Cara Konservasi Tanaman Refugia di Lahan Perkebunan
Konservasi tanaman refugia adalah upaya mempertahankan dan memperbanyak keberadaan tumbuhan berbunga yang bermanfaat bagi musuh alami hama di sekitar lahan pertanian dan perkebunan. Berikut beberapa langkah penting yang bisa dilakukan di lapangan:
1. Pemilihan Jenis Tanaman Refugia yang Sesuai
Pilih tanaman berbunga yang mudah tumbuh, berbunga sepanjang musim, dan disukai oleh serangga musuh alami. Contoh tanaman refugia yang sering digunakan:
Kenikir (Cosmos caudatus)
Bunga kertas (Zinnia elegans)
Tapak dara (Catharanthus roseus)
Bunga matahari (Helianthus annuus)
Jengger ayam (Celosia sp.)
Sumber: Balai Pengkajian Teknologi Pertanian (BPTP), 2020.

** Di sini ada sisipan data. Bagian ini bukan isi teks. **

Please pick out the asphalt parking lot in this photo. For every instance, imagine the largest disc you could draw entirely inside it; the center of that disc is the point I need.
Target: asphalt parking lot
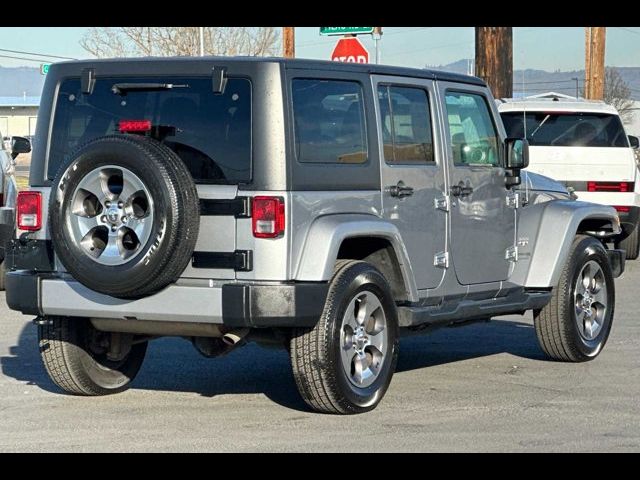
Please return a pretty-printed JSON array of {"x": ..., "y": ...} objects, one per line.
[{"x": 484, "y": 387}]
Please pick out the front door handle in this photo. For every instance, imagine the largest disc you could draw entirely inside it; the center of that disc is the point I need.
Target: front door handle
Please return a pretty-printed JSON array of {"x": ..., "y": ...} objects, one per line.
[
  {"x": 400, "y": 190},
  {"x": 461, "y": 190}
]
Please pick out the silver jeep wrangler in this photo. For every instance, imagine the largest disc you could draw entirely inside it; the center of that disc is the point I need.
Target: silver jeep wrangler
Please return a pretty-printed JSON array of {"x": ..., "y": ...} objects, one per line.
[{"x": 321, "y": 206}]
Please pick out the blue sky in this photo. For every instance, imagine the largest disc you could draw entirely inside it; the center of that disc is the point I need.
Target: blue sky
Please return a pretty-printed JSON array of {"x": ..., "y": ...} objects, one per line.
[{"x": 559, "y": 48}]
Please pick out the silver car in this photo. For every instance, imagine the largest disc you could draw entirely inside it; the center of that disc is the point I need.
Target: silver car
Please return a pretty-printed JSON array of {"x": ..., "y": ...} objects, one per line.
[{"x": 319, "y": 206}]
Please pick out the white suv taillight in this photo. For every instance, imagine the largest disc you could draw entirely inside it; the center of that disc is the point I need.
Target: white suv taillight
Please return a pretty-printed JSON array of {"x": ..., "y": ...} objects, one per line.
[
  {"x": 29, "y": 211},
  {"x": 267, "y": 217}
]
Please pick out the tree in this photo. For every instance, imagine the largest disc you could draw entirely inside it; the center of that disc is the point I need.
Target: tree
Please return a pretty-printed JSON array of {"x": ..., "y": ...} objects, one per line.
[
  {"x": 618, "y": 93},
  {"x": 179, "y": 41}
]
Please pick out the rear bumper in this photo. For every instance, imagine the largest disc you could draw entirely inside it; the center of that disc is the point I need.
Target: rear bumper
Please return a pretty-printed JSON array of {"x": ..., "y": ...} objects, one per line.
[
  {"x": 7, "y": 224},
  {"x": 233, "y": 305}
]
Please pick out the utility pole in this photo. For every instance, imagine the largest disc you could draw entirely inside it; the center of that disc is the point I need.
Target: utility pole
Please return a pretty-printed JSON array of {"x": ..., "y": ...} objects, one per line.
[
  {"x": 288, "y": 42},
  {"x": 594, "y": 62},
  {"x": 377, "y": 36},
  {"x": 494, "y": 59}
]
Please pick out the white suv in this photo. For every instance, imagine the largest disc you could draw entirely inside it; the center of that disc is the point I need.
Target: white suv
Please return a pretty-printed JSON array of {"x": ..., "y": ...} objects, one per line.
[{"x": 582, "y": 144}]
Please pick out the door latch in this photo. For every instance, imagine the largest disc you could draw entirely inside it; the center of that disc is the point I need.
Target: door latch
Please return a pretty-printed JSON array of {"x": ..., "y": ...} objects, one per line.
[
  {"x": 400, "y": 190},
  {"x": 441, "y": 260},
  {"x": 462, "y": 189}
]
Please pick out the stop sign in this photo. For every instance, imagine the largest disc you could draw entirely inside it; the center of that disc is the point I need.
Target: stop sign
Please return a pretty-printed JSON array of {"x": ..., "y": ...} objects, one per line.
[{"x": 350, "y": 50}]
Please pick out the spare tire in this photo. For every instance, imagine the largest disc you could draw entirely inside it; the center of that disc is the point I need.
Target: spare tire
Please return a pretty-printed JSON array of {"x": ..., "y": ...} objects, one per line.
[{"x": 124, "y": 215}]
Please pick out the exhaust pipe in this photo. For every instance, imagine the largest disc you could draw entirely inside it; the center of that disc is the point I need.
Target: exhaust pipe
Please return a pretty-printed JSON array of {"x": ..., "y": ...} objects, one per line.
[{"x": 235, "y": 336}]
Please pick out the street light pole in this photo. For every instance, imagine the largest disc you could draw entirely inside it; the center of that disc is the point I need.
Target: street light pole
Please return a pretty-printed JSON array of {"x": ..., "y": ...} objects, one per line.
[{"x": 377, "y": 36}]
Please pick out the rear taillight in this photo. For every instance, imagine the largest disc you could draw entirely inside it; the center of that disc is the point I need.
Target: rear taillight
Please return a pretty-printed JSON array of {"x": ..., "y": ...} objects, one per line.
[
  {"x": 128, "y": 126},
  {"x": 622, "y": 187},
  {"x": 267, "y": 217},
  {"x": 29, "y": 211}
]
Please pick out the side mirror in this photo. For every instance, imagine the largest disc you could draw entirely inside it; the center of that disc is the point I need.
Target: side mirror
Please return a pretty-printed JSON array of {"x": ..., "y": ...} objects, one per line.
[
  {"x": 517, "y": 153},
  {"x": 517, "y": 158},
  {"x": 19, "y": 145}
]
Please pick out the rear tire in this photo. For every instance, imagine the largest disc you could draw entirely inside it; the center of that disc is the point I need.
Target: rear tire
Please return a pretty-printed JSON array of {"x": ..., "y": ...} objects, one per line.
[
  {"x": 74, "y": 356},
  {"x": 575, "y": 324},
  {"x": 123, "y": 244},
  {"x": 345, "y": 363},
  {"x": 631, "y": 244}
]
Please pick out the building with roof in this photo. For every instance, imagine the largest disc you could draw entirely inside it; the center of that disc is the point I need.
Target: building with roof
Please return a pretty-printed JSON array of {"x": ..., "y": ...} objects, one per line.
[{"x": 18, "y": 115}]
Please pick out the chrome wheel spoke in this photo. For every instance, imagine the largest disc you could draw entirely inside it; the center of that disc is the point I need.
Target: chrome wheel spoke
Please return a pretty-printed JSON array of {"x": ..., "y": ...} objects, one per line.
[
  {"x": 363, "y": 339},
  {"x": 114, "y": 247},
  {"x": 138, "y": 225},
  {"x": 95, "y": 184},
  {"x": 600, "y": 297},
  {"x": 588, "y": 325},
  {"x": 361, "y": 368},
  {"x": 378, "y": 340},
  {"x": 86, "y": 224},
  {"x": 350, "y": 317},
  {"x": 590, "y": 297}
]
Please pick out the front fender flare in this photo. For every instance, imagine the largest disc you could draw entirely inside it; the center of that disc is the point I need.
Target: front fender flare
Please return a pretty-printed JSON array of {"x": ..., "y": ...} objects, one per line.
[
  {"x": 327, "y": 233},
  {"x": 545, "y": 234}
]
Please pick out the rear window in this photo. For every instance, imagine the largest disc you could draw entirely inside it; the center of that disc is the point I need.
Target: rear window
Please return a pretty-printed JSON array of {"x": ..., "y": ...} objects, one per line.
[
  {"x": 212, "y": 131},
  {"x": 560, "y": 129}
]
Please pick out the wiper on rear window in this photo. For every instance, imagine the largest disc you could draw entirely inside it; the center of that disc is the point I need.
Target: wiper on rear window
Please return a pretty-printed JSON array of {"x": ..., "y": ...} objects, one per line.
[{"x": 123, "y": 88}]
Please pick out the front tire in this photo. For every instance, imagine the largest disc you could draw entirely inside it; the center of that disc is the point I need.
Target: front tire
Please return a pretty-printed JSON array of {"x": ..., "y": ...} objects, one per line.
[
  {"x": 345, "y": 363},
  {"x": 75, "y": 357},
  {"x": 575, "y": 325}
]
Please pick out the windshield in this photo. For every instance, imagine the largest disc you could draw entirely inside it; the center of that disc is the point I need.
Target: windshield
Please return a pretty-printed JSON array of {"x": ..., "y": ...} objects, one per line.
[
  {"x": 212, "y": 131},
  {"x": 562, "y": 129}
]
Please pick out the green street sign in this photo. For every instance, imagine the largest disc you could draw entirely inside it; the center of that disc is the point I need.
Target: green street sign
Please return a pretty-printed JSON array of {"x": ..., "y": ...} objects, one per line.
[{"x": 345, "y": 30}]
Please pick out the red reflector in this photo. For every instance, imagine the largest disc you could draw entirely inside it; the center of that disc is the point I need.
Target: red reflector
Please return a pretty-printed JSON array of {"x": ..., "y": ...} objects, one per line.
[
  {"x": 622, "y": 187},
  {"x": 134, "y": 126},
  {"x": 29, "y": 210},
  {"x": 267, "y": 217}
]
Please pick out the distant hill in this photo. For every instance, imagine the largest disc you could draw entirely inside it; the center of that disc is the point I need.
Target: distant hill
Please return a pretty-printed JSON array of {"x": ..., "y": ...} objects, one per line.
[
  {"x": 14, "y": 82},
  {"x": 538, "y": 81},
  {"x": 17, "y": 81}
]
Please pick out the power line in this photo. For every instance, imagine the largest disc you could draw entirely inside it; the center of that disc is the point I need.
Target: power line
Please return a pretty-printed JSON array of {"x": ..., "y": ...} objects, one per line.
[
  {"x": 550, "y": 82},
  {"x": 38, "y": 54},
  {"x": 35, "y": 60}
]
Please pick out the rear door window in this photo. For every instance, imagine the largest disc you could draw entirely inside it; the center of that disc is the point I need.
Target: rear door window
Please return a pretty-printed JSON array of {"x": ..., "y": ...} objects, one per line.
[
  {"x": 210, "y": 132},
  {"x": 329, "y": 121},
  {"x": 566, "y": 129},
  {"x": 474, "y": 138}
]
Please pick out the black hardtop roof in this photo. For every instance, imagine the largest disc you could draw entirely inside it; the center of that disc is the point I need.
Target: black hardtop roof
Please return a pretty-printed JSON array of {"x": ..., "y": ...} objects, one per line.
[{"x": 288, "y": 63}]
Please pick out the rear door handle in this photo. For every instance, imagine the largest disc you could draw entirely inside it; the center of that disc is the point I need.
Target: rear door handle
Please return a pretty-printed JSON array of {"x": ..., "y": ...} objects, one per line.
[
  {"x": 400, "y": 190},
  {"x": 461, "y": 190}
]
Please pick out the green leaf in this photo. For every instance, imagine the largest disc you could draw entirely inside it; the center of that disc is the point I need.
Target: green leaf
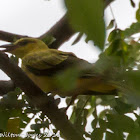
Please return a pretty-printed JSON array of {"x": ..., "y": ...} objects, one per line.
[
  {"x": 86, "y": 16},
  {"x": 133, "y": 29},
  {"x": 120, "y": 123},
  {"x": 4, "y": 116},
  {"x": 138, "y": 14},
  {"x": 97, "y": 134},
  {"x": 111, "y": 24},
  {"x": 112, "y": 136},
  {"x": 133, "y": 4}
]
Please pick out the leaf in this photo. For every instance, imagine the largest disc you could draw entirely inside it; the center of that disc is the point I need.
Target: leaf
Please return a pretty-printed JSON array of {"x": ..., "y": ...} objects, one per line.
[
  {"x": 133, "y": 4},
  {"x": 13, "y": 125},
  {"x": 135, "y": 135},
  {"x": 133, "y": 29},
  {"x": 97, "y": 134},
  {"x": 86, "y": 16},
  {"x": 4, "y": 116},
  {"x": 112, "y": 136},
  {"x": 120, "y": 123},
  {"x": 138, "y": 14},
  {"x": 111, "y": 24}
]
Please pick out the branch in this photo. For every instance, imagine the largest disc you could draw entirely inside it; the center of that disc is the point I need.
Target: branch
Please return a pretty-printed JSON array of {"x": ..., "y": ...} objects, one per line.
[
  {"x": 10, "y": 37},
  {"x": 6, "y": 86},
  {"x": 61, "y": 31},
  {"x": 39, "y": 99}
]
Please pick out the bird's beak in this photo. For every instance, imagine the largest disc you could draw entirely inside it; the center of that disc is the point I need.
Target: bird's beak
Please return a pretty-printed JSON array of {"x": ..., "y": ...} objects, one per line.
[{"x": 8, "y": 47}]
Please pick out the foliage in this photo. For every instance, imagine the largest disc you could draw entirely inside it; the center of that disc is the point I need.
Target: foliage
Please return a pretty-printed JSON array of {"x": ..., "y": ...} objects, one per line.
[{"x": 119, "y": 62}]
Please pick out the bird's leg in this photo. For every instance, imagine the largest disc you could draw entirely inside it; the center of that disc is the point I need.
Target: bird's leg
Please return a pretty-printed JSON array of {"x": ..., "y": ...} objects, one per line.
[{"x": 71, "y": 101}]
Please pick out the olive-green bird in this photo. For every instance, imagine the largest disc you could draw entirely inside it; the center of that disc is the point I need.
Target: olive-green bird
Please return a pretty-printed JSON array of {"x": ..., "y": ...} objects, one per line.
[{"x": 52, "y": 70}]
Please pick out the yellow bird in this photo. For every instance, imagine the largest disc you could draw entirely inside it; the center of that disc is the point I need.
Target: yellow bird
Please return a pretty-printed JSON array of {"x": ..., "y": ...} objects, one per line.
[{"x": 58, "y": 72}]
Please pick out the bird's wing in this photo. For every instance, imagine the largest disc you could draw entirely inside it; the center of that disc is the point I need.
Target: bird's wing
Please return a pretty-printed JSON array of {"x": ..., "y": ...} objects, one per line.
[{"x": 52, "y": 61}]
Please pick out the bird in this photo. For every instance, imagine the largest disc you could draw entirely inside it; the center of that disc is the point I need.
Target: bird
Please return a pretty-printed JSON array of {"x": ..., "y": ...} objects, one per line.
[{"x": 57, "y": 72}]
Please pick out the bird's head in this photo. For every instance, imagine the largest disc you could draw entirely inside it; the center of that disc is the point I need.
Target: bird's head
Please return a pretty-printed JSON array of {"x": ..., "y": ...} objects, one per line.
[{"x": 24, "y": 46}]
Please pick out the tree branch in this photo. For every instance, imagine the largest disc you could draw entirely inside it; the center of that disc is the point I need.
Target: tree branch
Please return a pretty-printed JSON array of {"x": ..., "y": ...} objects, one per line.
[
  {"x": 6, "y": 86},
  {"x": 10, "y": 37},
  {"x": 39, "y": 99},
  {"x": 61, "y": 31}
]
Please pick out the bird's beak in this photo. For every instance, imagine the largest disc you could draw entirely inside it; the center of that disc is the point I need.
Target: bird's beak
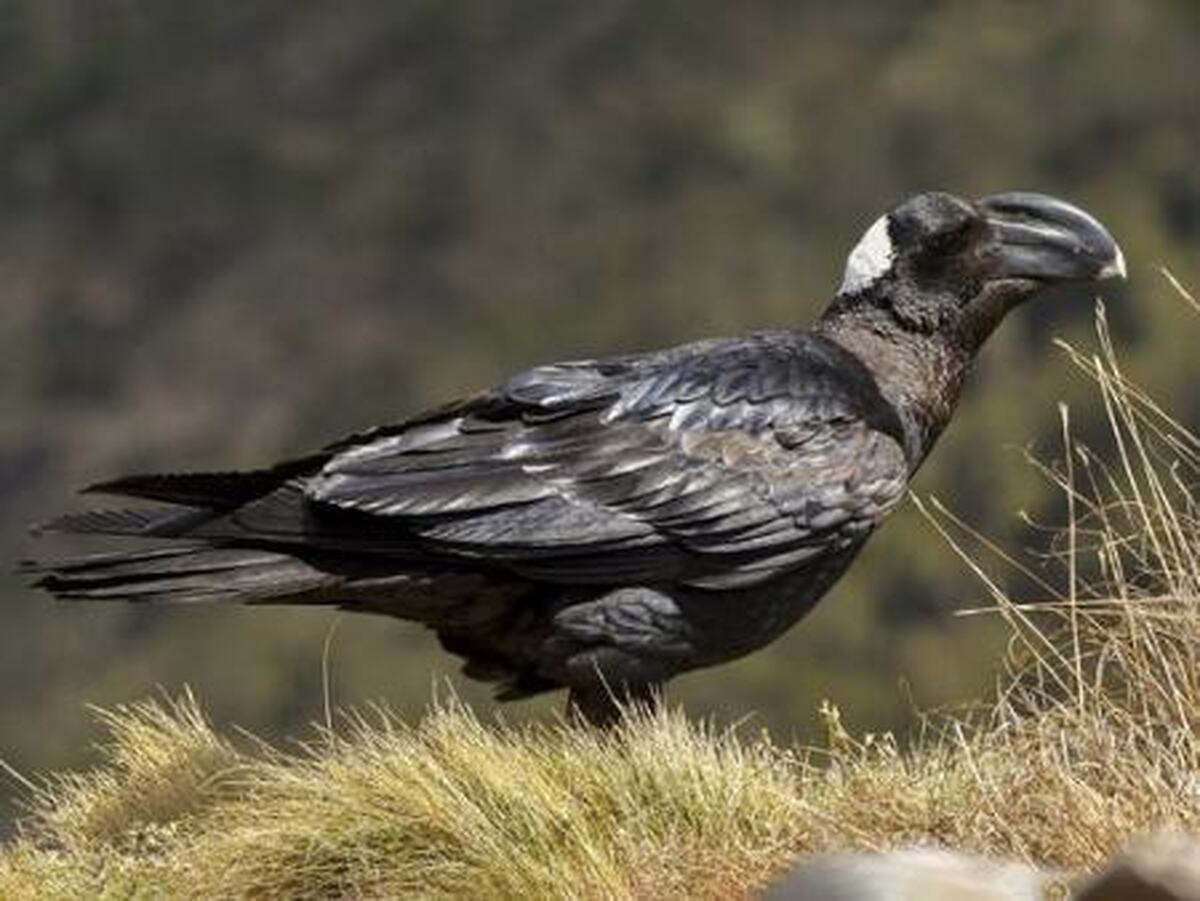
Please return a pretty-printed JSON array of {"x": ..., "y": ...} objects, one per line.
[{"x": 1042, "y": 238}]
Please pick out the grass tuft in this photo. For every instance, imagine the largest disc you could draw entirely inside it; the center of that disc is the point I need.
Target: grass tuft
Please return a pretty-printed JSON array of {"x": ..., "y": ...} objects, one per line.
[{"x": 1092, "y": 738}]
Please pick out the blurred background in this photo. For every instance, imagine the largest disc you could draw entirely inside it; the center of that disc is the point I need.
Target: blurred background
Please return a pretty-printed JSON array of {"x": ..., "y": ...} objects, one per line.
[{"x": 234, "y": 232}]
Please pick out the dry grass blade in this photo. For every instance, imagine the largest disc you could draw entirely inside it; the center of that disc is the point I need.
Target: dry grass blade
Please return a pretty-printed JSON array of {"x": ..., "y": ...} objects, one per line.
[{"x": 1092, "y": 737}]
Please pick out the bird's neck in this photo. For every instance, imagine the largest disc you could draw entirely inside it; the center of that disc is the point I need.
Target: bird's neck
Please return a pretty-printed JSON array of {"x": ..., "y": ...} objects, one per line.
[{"x": 919, "y": 372}]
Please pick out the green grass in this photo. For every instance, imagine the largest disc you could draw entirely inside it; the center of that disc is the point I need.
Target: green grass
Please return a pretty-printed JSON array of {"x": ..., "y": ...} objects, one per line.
[{"x": 1092, "y": 737}]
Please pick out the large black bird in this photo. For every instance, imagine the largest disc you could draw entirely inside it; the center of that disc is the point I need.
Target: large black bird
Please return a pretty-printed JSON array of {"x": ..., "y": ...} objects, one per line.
[{"x": 606, "y": 524}]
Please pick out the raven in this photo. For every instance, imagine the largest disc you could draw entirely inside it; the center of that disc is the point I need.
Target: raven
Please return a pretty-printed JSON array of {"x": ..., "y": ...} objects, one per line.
[{"x": 605, "y": 524}]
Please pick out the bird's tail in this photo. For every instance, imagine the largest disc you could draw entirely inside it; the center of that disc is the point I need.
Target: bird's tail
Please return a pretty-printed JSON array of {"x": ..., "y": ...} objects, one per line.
[{"x": 186, "y": 574}]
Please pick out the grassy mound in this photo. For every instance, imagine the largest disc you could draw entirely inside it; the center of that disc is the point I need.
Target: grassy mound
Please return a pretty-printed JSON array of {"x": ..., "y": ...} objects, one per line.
[{"x": 1092, "y": 737}]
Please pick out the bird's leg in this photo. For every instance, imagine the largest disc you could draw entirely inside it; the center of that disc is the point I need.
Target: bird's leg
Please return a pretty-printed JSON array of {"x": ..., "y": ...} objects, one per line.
[{"x": 604, "y": 706}]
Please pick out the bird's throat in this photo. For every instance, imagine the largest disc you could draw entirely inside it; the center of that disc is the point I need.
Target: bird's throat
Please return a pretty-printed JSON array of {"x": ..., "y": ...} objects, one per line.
[{"x": 921, "y": 373}]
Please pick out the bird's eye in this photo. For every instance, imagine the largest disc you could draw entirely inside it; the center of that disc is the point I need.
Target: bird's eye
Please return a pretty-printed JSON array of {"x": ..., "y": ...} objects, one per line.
[{"x": 948, "y": 240}]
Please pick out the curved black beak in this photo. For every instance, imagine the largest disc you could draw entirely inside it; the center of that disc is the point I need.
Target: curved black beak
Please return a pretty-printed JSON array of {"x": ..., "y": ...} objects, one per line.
[{"x": 1045, "y": 239}]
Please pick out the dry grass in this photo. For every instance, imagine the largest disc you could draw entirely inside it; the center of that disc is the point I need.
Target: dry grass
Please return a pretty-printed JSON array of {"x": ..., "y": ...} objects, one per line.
[{"x": 1092, "y": 738}]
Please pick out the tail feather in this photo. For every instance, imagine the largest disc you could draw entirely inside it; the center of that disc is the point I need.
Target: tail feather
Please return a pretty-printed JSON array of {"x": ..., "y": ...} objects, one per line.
[
  {"x": 185, "y": 574},
  {"x": 144, "y": 523},
  {"x": 214, "y": 491}
]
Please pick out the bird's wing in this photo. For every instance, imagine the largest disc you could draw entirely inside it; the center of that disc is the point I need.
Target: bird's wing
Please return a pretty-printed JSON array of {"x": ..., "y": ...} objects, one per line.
[{"x": 715, "y": 464}]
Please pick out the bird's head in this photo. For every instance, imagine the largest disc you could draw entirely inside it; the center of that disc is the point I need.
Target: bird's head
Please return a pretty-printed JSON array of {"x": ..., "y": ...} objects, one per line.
[{"x": 940, "y": 263}]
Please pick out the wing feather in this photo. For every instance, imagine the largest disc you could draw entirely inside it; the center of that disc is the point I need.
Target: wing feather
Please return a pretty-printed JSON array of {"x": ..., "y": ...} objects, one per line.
[{"x": 713, "y": 463}]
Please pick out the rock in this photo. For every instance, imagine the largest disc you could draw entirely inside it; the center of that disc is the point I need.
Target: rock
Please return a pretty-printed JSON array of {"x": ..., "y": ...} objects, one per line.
[
  {"x": 1163, "y": 868},
  {"x": 916, "y": 875}
]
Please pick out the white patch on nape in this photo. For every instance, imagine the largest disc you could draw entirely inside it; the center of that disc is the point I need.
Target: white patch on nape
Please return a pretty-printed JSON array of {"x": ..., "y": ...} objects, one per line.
[{"x": 870, "y": 258}]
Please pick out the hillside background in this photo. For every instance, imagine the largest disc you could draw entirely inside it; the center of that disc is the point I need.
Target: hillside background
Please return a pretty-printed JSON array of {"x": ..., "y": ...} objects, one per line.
[{"x": 234, "y": 232}]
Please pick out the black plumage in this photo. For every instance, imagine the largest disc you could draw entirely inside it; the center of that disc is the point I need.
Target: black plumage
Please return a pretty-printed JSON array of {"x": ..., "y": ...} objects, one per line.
[{"x": 606, "y": 524}]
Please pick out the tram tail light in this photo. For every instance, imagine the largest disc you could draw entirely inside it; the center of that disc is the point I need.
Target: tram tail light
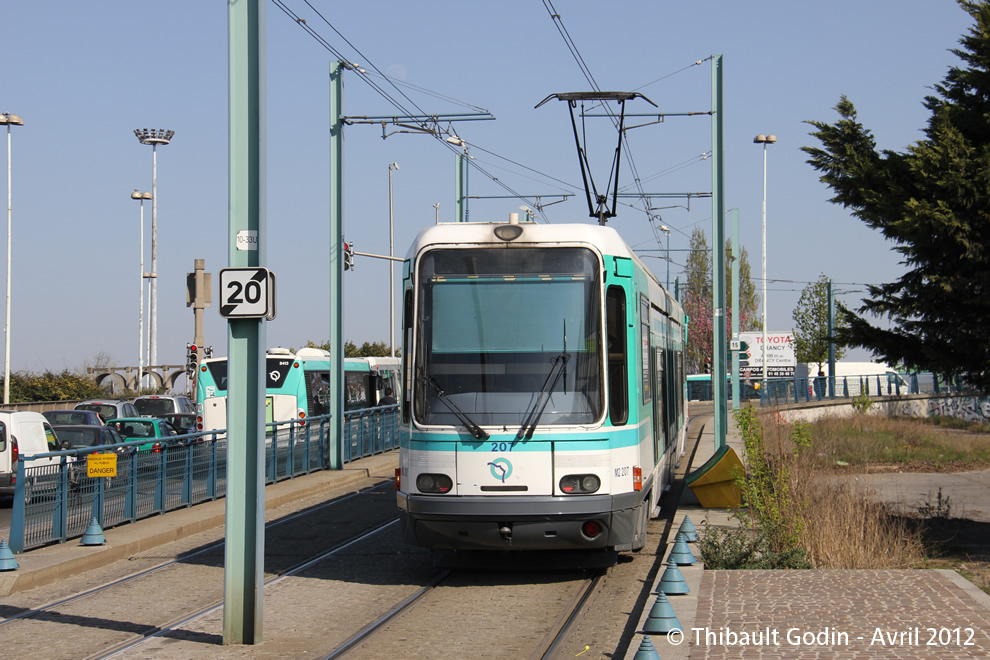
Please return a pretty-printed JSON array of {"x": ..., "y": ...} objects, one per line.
[
  {"x": 591, "y": 529},
  {"x": 573, "y": 484},
  {"x": 434, "y": 483}
]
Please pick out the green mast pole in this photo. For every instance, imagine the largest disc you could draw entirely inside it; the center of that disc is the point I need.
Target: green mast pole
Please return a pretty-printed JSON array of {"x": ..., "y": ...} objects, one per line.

2. Penanaman Secara Teratur di Sekitar Perkebunan
Tanaman refugia sebaiknya ditanam di:
Tepi lahan atau batas kebun.
Petak-petak kecil di antara tanaman utama.
Pemecah kebun (sebagai pagar hidup atau pembatas blok tanaman).
Sumber: Pusat Perlindungan Varietas Tanaman dan Perizinan Pertanian (PPVTPP), Kementerian Pertanian.
3. Pemeliharaan Rutin
Agar tanaman refugia tetap tumbuh baik:
Lakukan penyiraman dan pemupukan ringan.
Pangkas bunga yang sudah layu agar pertumbuhan tetap optimal.
Hindari penggunaan pestisida di sekitar refugia.
Sumber: Supriyadi, A. (2017). Konservasi Musuh Alami Melalui Penanaman Refugia. BBPOPT Jatisari.
4. Rotasi dan Penambahan Jenis Tanaman
Tanaman refugia tidak harus satu jenis. Kombinasi berbagai tanaman berbunga memperkaya keanekaragaman serangga baik dan meningkatkan ketahanan ekosistem. Sumber: Hasyim, A. & Widiarta, I.N. (2004). Konservasi Musuh Alami dengan Tanaman Bunga. Jurnal Pengendalian Hama Terpadu.
5. Monitoring dan Evaluasi Keberhasilan
Petani dan penyuluh perlu melakukan pengamatan rutin:
Apakah populasi musuh alami meningkat?
Apakah serangan hama menurun?
Apakah tanaman utama tumbuh lebih sehat?
Sumber: Badan Litbang Pertanian, Kementerian Pertanian RI.